Flow cytometric analysis of DC and T cell populations
Forty-eight-hour DC were washed and stained with FITC labeled anti-CD40, anti-CD86 (both from BD PharMingen, San Diego, CA), anti-CD80 (Immunotech, Marseille, France), anti-HLA-DR (Sigma-Aldrich), and control FITC negative (DAKO) and analyzed on a BD FACSCalibur, with a single argon laser, gated on the live population, and analyzed on CellQuest software (BD Biosciences). Viability of T cell populations was determined by staining with propidium iodide (Bender MedSystems, Vienna, Austria) and running the samples on the FL-2 channel. For CD154 expression analysis, fresh T cells or T cells incubated with different DC for 1 h were washed and labeled with anti-CD154 PE (BD PharMingen) and control PE negative (DAKO) and analyzed by flow cytometry on the FL-2 channel.
TCR activation
Purified allogeneic PB T cells were rested for 30 min at 37°C, then immature, LPS-treated, or Bay 11-7082-treated DC were added at a 1:2 ratio. Cells were contacted by brief centrifugation, then incubated for 5 min at 37°C. Control T cells were stimulated with anti-CD3 or no mAb (UCHT1; Biolegend, San Diego, CA) for 5 min. Cell lysates were prepared in M-PER buffer (Pierce, Rockford, IL) containing 1 mM Na3VO4 and protease inhibitor mixture (Boehringer Ingelheim, Ingelheim, Germany).

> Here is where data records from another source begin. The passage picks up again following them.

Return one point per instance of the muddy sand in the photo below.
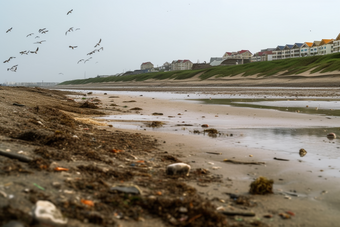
(75, 161)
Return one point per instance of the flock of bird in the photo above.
(44, 31)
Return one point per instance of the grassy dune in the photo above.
(323, 64)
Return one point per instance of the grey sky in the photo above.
(137, 31)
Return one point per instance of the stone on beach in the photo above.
(46, 213)
(178, 169)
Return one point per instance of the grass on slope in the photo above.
(325, 63)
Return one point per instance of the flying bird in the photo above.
(35, 52)
(8, 59)
(98, 44)
(13, 68)
(40, 42)
(87, 60)
(69, 30)
(41, 30)
(24, 52)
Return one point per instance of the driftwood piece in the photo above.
(281, 159)
(234, 213)
(213, 153)
(15, 156)
(243, 162)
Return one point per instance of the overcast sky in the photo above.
(159, 31)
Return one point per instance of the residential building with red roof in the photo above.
(146, 65)
(181, 65)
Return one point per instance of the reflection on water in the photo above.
(329, 107)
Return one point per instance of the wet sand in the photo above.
(310, 193)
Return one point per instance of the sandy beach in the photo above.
(299, 187)
(304, 194)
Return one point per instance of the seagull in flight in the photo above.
(87, 60)
(41, 30)
(98, 44)
(13, 68)
(40, 42)
(8, 59)
(69, 30)
(35, 52)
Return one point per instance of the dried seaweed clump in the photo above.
(154, 124)
(261, 186)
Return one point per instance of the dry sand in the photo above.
(317, 203)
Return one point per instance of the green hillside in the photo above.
(325, 63)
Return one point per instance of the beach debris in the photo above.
(131, 189)
(281, 159)
(238, 213)
(261, 186)
(18, 104)
(46, 213)
(19, 157)
(178, 169)
(13, 224)
(285, 216)
(157, 114)
(154, 124)
(331, 136)
(216, 153)
(58, 169)
(302, 152)
(244, 162)
(87, 202)
(88, 104)
(116, 151)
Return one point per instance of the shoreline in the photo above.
(295, 186)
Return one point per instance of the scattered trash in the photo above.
(87, 202)
(261, 186)
(157, 114)
(302, 152)
(116, 151)
(127, 189)
(331, 135)
(46, 213)
(13, 224)
(18, 104)
(243, 162)
(60, 169)
(285, 216)
(281, 159)
(238, 213)
(178, 169)
(19, 157)
(38, 186)
(213, 153)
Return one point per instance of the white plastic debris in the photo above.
(178, 169)
(46, 213)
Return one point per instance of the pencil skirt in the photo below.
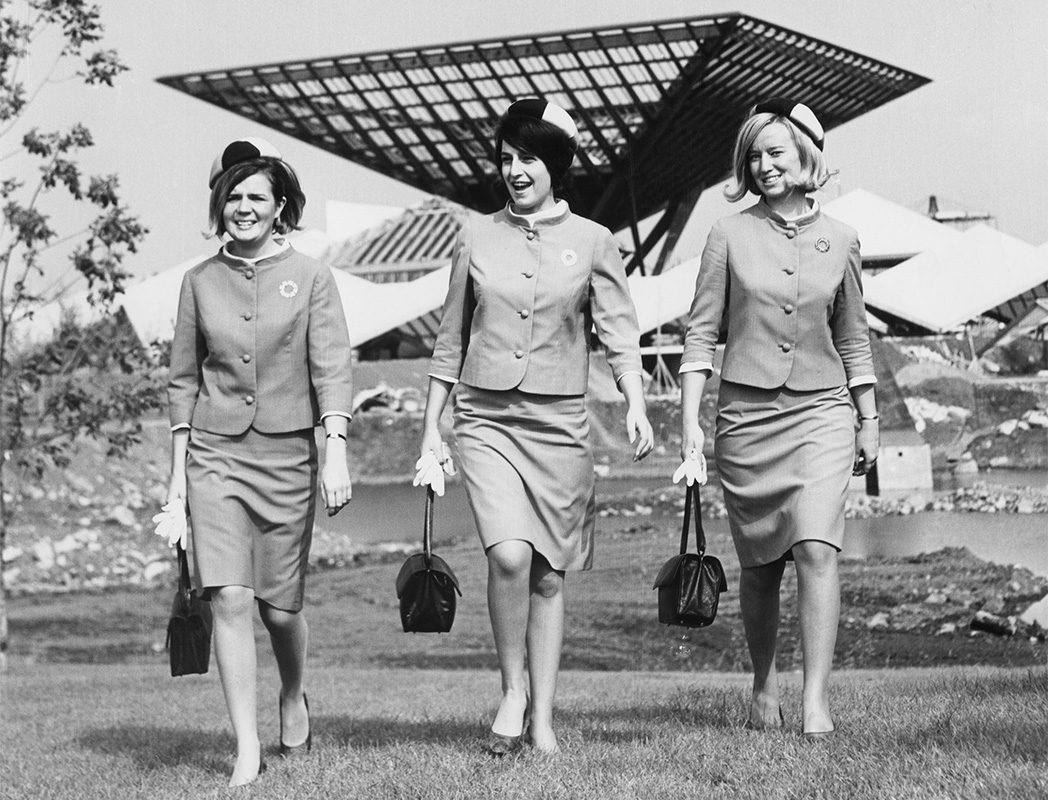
(527, 469)
(252, 501)
(785, 459)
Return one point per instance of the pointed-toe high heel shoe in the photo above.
(288, 751)
(499, 744)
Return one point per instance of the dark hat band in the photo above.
(798, 113)
(241, 150)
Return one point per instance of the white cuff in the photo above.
(861, 381)
(348, 416)
(446, 380)
(696, 366)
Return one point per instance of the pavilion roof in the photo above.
(657, 104)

ZAP70 was immunoprecipitated overnight at 4°C with anti-ZAP70 (Cell Signaling Technology, Beverly, MA) and analyzed by 15% PAGE under nonreducing conditions. Phosphorylated proteins were detected using a phosphotyrosine-specific Ab (Upstate Biotechnology, Lake Placid, NY) followed by anti-rabbit HRP-conjugated Ig and ECL.
Proliferation and cell cycle analysis of T cell cultures
Forty-eight-hour mature, immature, and Bay-treated DC were added at varying concentrations, between 1/20 and 1/80, to 105 freshly purified allogeneic or autologous T cells. DC were washed before incubation with T cells. Cells were cultured in round-bottom 96-well microtiter plates (Techno Plastic Products, Trasadingen, Switzerland). Plates were incubated at 37°C for 5 days for primary stimulations or 3 days for secondary stimulations. T cell proliferation was measured by the uptake of [3H]thymidine (1 μCi/well, 6.7 μCi/mM; ICN Pharmaceuticals, Costa Mesa, CA) which was added for the final 18-h of the culture period for primary cultures and 12 h for secondary cultures. Cells were harvested onto glass fiber filter paper with an automated 96-well harvester (Packard Instruments, Meridien, CT), and [3H]thymidine incorporation was determined by liquid scintillation spectroscopy on a TopCount NXT (Packard Instruments). The responses are reported as the mean cpm ± SEM for triplicate wells. T cells alone or T cells previously stimulated with DC were activated using a combination of 20 ng/ml PMA and 1 μM ionomycin (both from Sigma-Aldrich) for 24 or 72 h.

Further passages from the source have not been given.